Personen, auf die sich dieses Abkommen bezieht, die jedoch weder österreichische Staatsbürger noch Staatenlose mit Wohnsitz in Österreich sind, werden keinen Vorteil aus den österreichischen Bestimmungen über Familienbeihilfe und Geburtenbeihilfe ziehen.“

Der dritte Absatz dieser Bestimmung wurde durch Art III des am 4. 6. 1970 geschlossenen Abkommens zwischen der Republik Österreich und der IAEO zur Abänderung des Amtssitzabkommens vom 11. 12. 1957 (BGBl 1971/413) eingefügt. Demnach sind Angestellte der IAEO von Leistungen aus dem Familienlastenausgleichsfonds ausgeschlossen, soferne diese Personen weder österreichische Staatsbürger noch Staatenlose mit Wohnsitz in Österreich sind. Dieser Ausschluss betrifft auch die Anspruchsberechtigung von im gemeinsamen Haushalt lebenden Familienmitglieder von IAEO-Angestellten, weil auch sie Personen sind, auf die sich das Ankommen bezieht (10 ObS 35/09h; VwGH 28. 9. 1994, 91/13/0086); eine andere Auslegung würde im Übrigen den Zweck des Ausschlusses konterkarieren (10 ObS 35/09h).
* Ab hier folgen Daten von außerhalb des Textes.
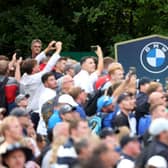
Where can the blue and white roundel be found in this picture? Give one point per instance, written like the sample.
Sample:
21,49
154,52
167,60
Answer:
155,57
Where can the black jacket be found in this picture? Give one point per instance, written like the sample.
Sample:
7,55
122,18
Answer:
154,148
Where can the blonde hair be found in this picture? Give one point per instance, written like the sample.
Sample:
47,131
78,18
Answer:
153,86
6,122
113,67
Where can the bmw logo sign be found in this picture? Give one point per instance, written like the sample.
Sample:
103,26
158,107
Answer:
154,57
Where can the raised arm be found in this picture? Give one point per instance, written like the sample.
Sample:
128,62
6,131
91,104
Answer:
42,55
100,64
52,61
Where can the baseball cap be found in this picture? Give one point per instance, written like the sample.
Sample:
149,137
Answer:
157,161
21,97
126,139
66,98
103,101
66,108
19,112
143,81
108,131
17,146
158,125
68,66
123,96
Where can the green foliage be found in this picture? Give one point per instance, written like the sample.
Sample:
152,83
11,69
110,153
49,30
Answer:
25,25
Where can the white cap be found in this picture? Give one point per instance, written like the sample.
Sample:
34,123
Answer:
66,98
126,163
157,161
158,125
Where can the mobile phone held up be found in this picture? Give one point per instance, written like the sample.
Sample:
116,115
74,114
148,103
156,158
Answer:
18,53
132,71
93,47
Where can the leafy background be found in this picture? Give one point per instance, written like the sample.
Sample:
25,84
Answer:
79,23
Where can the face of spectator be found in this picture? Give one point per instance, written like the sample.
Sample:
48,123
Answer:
160,112
89,65
110,158
134,147
51,82
133,102
36,69
83,129
15,130
23,103
68,83
16,159
126,104
109,108
61,65
144,88
160,99
118,75
160,89
71,72
69,116
36,48
83,97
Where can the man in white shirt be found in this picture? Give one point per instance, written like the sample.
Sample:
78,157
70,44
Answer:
48,93
31,80
88,75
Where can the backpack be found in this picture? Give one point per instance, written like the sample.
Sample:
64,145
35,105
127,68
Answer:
91,105
3,101
95,123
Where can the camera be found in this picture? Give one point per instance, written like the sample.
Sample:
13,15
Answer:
93,47
166,84
132,71
54,45
18,53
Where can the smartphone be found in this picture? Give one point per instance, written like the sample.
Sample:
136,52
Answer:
166,83
132,71
54,45
18,53
93,47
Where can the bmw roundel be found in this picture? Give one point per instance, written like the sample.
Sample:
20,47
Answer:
154,57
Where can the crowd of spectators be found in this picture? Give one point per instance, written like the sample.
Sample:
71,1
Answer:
45,121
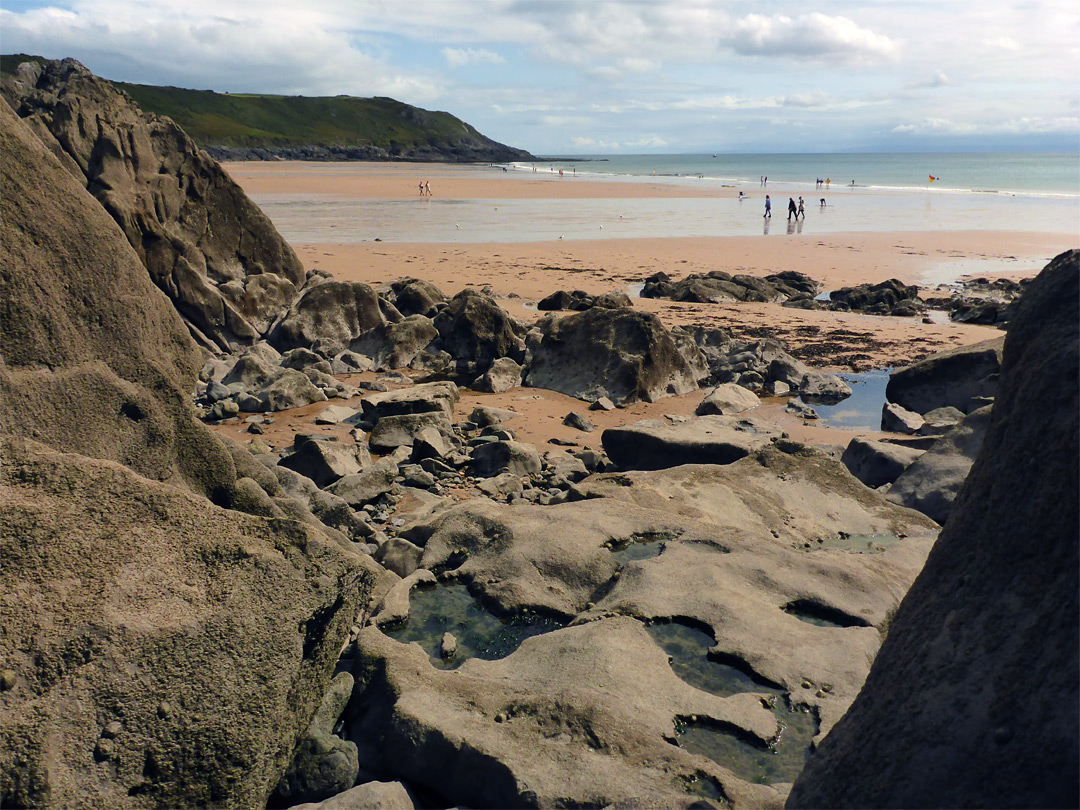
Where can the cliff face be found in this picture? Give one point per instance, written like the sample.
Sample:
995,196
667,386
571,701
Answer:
158,649
204,243
973,699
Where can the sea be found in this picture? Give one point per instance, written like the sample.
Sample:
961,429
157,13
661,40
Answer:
1004,173
1034,193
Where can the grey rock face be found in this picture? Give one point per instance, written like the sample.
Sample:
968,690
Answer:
655,444
876,463
337,310
933,481
499,457
959,377
727,400
618,353
973,698
204,244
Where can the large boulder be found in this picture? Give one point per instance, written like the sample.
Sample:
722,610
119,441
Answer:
338,310
476,331
964,378
619,353
207,246
160,647
655,444
932,482
973,698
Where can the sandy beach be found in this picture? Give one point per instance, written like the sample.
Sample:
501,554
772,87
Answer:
309,203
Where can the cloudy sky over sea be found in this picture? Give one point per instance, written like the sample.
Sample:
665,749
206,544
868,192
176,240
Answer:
559,77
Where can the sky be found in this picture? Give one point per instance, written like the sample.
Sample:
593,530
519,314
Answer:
595,77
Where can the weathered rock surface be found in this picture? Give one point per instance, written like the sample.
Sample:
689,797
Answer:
655,444
586,715
338,310
973,699
207,246
619,353
160,646
932,482
727,400
876,463
962,378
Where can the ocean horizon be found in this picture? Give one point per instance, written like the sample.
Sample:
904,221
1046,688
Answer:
1051,174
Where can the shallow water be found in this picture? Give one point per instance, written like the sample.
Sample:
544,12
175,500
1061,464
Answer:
780,761
862,410
323,218
453,609
688,648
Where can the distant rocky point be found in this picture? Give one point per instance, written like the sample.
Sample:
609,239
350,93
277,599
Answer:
262,126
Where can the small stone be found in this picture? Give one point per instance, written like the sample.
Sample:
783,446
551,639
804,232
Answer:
448,647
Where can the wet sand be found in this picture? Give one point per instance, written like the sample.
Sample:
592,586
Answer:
312,205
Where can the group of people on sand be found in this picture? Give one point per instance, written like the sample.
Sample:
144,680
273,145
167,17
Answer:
793,210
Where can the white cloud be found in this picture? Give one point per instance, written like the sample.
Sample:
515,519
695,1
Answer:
814,36
462,56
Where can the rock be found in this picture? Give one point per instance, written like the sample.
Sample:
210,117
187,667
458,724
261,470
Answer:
499,457
501,484
933,481
653,444
364,487
349,362
301,359
109,481
288,390
881,298
483,416
957,377
423,399
336,415
899,419
503,375
475,331
251,369
337,310
324,462
368,796
618,353
323,765
395,345
939,420
935,724
576,420
727,400
403,430
448,646
399,555
416,297
877,463
204,243
823,389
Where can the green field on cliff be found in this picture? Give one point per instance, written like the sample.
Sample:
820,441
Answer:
271,121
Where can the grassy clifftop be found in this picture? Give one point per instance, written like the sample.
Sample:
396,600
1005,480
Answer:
248,125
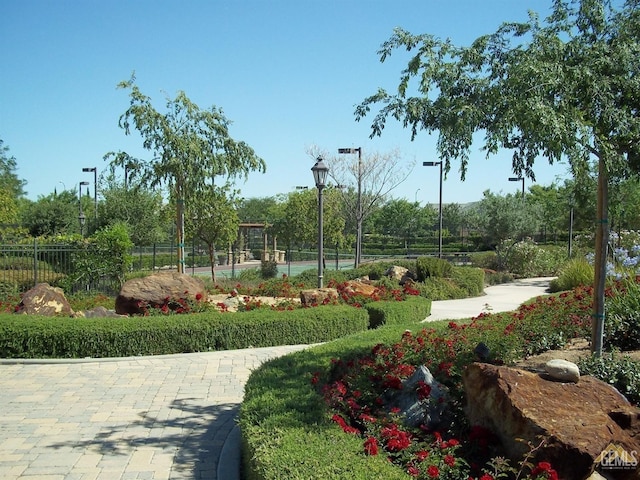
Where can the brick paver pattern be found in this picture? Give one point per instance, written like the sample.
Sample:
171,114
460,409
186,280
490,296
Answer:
147,418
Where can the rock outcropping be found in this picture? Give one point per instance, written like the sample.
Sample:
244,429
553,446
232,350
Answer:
583,424
152,291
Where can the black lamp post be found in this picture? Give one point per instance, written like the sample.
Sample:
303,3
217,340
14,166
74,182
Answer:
518,179
81,217
320,171
434,164
95,188
359,204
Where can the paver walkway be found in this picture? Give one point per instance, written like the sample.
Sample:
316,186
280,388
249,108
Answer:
146,418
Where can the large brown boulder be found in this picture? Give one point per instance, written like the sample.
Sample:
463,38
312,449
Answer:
318,296
354,287
153,291
43,299
579,421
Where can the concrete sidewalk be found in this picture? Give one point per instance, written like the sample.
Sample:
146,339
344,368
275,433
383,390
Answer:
499,298
152,418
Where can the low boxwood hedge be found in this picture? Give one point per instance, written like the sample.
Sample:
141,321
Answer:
61,337
286,431
413,309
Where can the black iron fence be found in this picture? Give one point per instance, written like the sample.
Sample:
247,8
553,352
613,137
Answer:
22,266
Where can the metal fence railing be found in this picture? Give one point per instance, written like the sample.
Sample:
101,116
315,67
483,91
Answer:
22,266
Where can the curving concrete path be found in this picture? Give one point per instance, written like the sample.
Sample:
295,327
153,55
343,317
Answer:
151,418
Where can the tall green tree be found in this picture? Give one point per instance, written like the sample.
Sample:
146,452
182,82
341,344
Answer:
365,179
9,180
504,220
141,209
404,219
190,147
257,210
568,87
11,192
213,218
296,224
54,214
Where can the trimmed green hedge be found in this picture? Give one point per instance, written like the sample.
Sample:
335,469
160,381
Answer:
60,337
287,431
413,309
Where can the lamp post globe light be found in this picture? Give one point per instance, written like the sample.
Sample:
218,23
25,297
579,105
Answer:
95,187
435,164
320,171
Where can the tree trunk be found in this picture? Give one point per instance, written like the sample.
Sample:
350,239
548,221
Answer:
602,241
180,232
212,260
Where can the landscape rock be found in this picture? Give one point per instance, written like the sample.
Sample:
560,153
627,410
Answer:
395,272
563,370
43,299
420,409
353,287
154,289
579,421
318,296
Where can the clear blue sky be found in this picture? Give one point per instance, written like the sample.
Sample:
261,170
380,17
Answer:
287,73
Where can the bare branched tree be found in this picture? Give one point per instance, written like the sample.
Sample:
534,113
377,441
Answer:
365,180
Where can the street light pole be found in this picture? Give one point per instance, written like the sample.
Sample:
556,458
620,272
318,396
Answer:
433,164
95,188
320,171
518,179
81,216
358,259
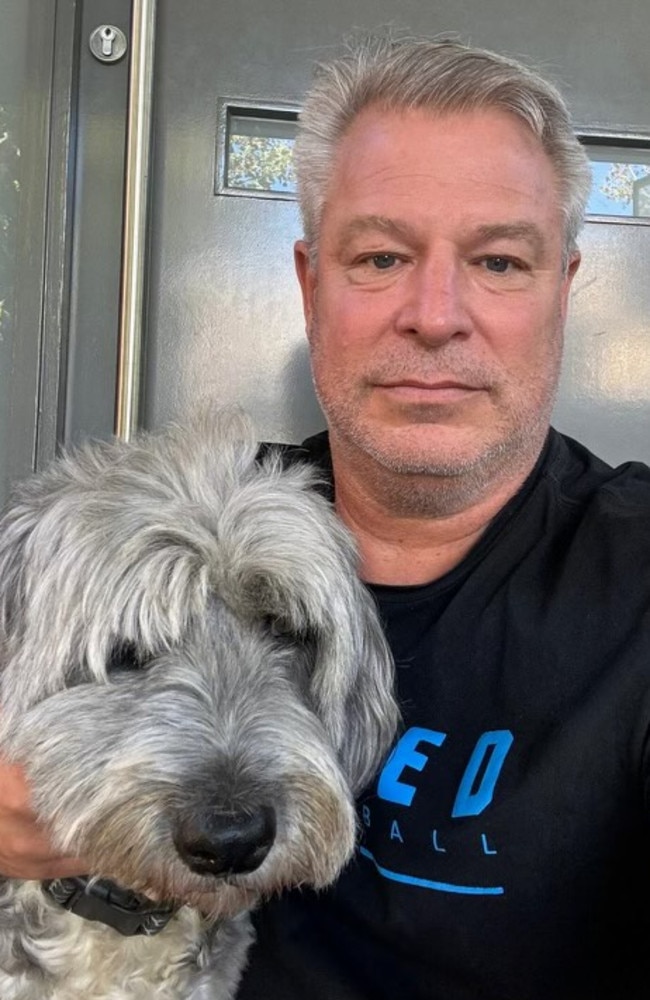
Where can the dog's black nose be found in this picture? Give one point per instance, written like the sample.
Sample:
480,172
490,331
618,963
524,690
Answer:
226,843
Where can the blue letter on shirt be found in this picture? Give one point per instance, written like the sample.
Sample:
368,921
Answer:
404,755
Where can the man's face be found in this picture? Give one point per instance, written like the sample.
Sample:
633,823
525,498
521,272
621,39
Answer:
436,307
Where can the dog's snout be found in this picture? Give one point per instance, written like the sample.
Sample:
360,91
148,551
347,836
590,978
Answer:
226,843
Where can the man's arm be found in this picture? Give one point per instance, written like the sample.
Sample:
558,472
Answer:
25,851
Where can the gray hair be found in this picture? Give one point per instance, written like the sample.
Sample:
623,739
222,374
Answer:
442,76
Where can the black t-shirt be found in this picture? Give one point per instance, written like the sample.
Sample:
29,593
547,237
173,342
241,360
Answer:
505,848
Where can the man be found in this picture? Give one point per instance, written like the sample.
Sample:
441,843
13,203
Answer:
503,850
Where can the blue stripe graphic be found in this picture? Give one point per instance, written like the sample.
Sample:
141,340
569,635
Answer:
423,883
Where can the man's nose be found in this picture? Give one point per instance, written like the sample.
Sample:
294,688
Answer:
435,304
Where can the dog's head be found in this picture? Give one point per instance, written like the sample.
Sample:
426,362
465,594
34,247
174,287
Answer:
126,544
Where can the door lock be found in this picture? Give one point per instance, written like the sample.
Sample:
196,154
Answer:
108,43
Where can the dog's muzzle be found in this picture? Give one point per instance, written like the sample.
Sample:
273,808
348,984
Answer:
125,911
222,844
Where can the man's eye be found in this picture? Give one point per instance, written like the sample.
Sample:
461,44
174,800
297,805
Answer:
383,261
499,265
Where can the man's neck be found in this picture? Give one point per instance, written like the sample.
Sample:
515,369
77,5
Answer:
402,547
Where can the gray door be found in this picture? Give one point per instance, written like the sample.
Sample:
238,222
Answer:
224,316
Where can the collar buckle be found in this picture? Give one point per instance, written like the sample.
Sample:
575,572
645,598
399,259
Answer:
127,912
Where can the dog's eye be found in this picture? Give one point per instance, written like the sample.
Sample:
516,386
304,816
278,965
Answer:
281,628
125,656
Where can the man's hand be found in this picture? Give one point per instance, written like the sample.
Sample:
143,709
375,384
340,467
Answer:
25,851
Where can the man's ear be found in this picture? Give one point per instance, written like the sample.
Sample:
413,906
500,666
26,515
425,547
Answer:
307,279
569,275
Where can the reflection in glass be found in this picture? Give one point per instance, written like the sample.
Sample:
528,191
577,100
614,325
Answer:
621,181
259,155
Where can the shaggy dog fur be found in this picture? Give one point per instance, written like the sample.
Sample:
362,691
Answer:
196,683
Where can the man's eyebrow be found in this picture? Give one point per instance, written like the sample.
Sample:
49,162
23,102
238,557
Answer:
361,225
527,231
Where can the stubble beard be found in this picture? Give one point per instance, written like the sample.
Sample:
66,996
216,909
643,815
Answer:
437,483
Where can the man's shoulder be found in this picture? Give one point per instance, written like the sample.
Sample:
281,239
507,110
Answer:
314,450
583,477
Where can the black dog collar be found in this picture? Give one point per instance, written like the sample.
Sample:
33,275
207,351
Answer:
98,899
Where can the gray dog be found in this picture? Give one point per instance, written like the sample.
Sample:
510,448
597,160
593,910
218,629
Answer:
196,684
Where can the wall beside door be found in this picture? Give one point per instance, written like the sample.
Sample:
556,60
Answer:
224,319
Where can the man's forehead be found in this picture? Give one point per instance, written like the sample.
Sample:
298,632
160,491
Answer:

Demnach hat die Klägerin keinen Anspruch auf (österreichische) Familienbeihilfe nach den Bestimmungen des FamLAG. Da der Kinderbetreuungsgeldanspruch nach § 2 Abs 1 Z 1 erste Alternative KBGG eindeutig an den Familienbeihilfenanspruch nach dem FamLAG anknüpft, bedarf es keiner näheren Ausführungen zu den Zwecken des Amtssitzabkommens und des - im Verhältnis dazu späteren und spezielleren - KBGG (10 ObS 35/09h).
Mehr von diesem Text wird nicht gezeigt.